India is the world’s largest producer and second-largest exporter of millet, a gluten-free grain which can grow on marginal land with limited water, and Modi’s government has been working to boost its production and consumption since coming to power in 2014.

“Millets are a wonder”, Falu and Shah sing, pondering “what if we could change the world?”

The tune was nominated Friday in the Best Global Music Performance category, alongside six others, ranging from Nigerian Afrobeat star Burna Boy and Davido, to Mexico’s Silvana Estrada and Franco-Lebanese trumpeter Ibrahim Maalouf.

Grammy-winning Indian-American singer Falguni Shah, popularly known as Falu, has said the song was a “smart idea” from Modi himself who collaborated in its making to realise his “vision” of helping overcome hunger and alleviate poverty in the world.

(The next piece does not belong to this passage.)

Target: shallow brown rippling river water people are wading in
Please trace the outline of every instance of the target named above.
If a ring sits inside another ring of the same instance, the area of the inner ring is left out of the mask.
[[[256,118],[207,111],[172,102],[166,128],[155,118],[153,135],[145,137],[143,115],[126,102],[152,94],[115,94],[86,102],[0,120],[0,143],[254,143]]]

The song was “written and performed with Honourable Prime Minister Narendra Modi to help farmers grow millets and help end world hunger”, Falu said on X in June.

Modi, 73, has called the tune “very creative” and said he believes it “will inspire more people to embrace millets for healthy living!”

It was India’s suggestion that the United Nations declare 2023 as the International Year of Millets, and at the G20 summit in September in New Delhi world leaders were served an all-vegetarian dinner dominated by millet.

Millet was a staple food in many regions of India for thousands of years, and was eaten as porridge, flatbread, dosa pancakes and with lentils.

But the “green revolution” that started in India in the 1960s saw the production of millet fall as hybrid high-yield varieties of wheat and rice gained prominence.

As a result, millet began to be seen as the food of the rural poor.

“The shared efforts of our farmers and us….will adorn India and the world’s prosperity with a new radiance,” Modi says in the song, in a sample from a speech.

Grammy winners will be announced on February 4.